Full governance policy (leakage rules, review cadence, versioning): docs/prelabel-governance.md.
Demo-size Sample Dataset
For demos, you can build a small sample DB from the prepared public DB.
uv run python scripts/build_public_sanctions_demo_sample.py \
--source-db data/processed/public_eval.duckdb \
--demo-db data/demo/public_eval_demo.duckdb \
--max-rows 300
This is useful for fast demos and local smoke checks without full-size ingestion.
The data/demo/ folder is intended to be committed to Git as portable demo fixtures.
Bundled dashboard fixture:
data/demo/candidate_watchlist_demo.parquet
To load it into the dashboard input path quickly:
uv run python scripts/use_demo_watchlist.py --backup
Main-merge Integration Batch (Known-case Check)
Run a medium-scale batch that:
- Reuses (or refreshes) the public sanctions DB.
- Runs multi-region pipeline output generation.
- Builds public-overlap labels per region.

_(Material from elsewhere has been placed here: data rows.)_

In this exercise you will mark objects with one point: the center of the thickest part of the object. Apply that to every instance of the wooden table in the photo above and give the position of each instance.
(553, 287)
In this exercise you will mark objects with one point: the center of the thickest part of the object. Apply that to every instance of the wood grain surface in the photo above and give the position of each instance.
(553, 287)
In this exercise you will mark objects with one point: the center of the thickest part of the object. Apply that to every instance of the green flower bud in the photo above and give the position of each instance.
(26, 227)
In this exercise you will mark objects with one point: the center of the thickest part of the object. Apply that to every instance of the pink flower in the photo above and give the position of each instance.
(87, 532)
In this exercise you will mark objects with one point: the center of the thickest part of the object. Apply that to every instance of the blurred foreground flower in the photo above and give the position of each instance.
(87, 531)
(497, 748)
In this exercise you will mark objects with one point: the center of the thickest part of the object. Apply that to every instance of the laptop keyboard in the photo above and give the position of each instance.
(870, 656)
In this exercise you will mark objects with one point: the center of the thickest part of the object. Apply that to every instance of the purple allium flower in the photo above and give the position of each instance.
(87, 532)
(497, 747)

- Executes backtesting and verifies a minimum known-case floor.
Local equivalent run:
uv run python scripts/run_public_backtest_batch.py \
--regions singapore,japan,middleeast,europe,gulf \
--gdelt-days 14 \
--seed-dummy \
--max-known-cases 200 \
--min-known-cases 30 \
--strict-known-cases
Outputs:
data/processed/evaluation_manifest_public_integration.jsondata/processed/backtest_report_public_integration.jsondata/processed/backtest_public_integration_summary.jsondata/processed/eval_labels_public_*_integration.csv
GitHub Actions workflow:
.github/workflows/public-backtest-integration.yml
Execution policy:
- This integration batch runs automatically on
pushtomain(post-merge). - It is not scheduled as a nightly cron job.
If your target is "tens to hundreds" of known cases, tune:
--max-known-cases(upper cap)--min-known-cases(required floor)--regionsand--gdelt-days(candidate pool breadth)
What this test checks:
- Public sanctions data is downloadable and loadable into DuckDB.

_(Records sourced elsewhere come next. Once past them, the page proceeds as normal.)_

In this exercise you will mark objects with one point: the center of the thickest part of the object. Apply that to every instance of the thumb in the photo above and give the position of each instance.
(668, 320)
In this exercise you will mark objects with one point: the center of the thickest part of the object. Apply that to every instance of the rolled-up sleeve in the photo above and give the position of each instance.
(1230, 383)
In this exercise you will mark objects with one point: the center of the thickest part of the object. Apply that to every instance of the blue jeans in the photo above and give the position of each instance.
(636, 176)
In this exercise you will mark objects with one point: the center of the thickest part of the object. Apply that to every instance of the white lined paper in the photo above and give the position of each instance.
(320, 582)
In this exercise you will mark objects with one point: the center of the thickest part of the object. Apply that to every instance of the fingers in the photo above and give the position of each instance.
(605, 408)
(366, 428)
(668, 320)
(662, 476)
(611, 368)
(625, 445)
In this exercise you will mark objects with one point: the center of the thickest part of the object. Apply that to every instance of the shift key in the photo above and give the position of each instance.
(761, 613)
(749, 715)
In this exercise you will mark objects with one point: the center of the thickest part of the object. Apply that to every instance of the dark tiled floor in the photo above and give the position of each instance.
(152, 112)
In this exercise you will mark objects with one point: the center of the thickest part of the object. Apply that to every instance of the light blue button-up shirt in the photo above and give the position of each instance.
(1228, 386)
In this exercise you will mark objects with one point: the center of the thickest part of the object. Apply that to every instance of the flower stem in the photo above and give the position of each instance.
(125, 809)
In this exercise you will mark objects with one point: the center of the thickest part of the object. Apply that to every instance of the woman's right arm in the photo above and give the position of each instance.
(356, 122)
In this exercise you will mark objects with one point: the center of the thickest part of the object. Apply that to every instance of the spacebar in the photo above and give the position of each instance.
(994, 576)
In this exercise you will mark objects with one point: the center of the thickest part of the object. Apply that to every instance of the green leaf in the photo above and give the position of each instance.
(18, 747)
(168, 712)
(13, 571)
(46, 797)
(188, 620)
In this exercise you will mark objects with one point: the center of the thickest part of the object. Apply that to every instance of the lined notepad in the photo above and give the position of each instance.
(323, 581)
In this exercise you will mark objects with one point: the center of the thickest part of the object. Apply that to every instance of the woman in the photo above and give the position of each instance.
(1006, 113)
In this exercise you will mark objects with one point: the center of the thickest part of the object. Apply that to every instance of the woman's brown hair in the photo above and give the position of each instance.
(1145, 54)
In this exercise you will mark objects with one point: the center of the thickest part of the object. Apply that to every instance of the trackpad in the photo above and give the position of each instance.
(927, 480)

- Labels can be derived from practical positive-label sources (OFAC/UN/EU-like tags).
- Backtest report includes:
source_positive_coverage.matched_total(found by algorithm output overlap)source_positive_coverage.missed_total(publicly identified positives not found)
Boundary reminder:
- Cases not publicly identified/caught are outside strict pass/fail ground truth.
- This test evaluates detection of publicly evidenced cases, which is the reliable scope for open-data validation.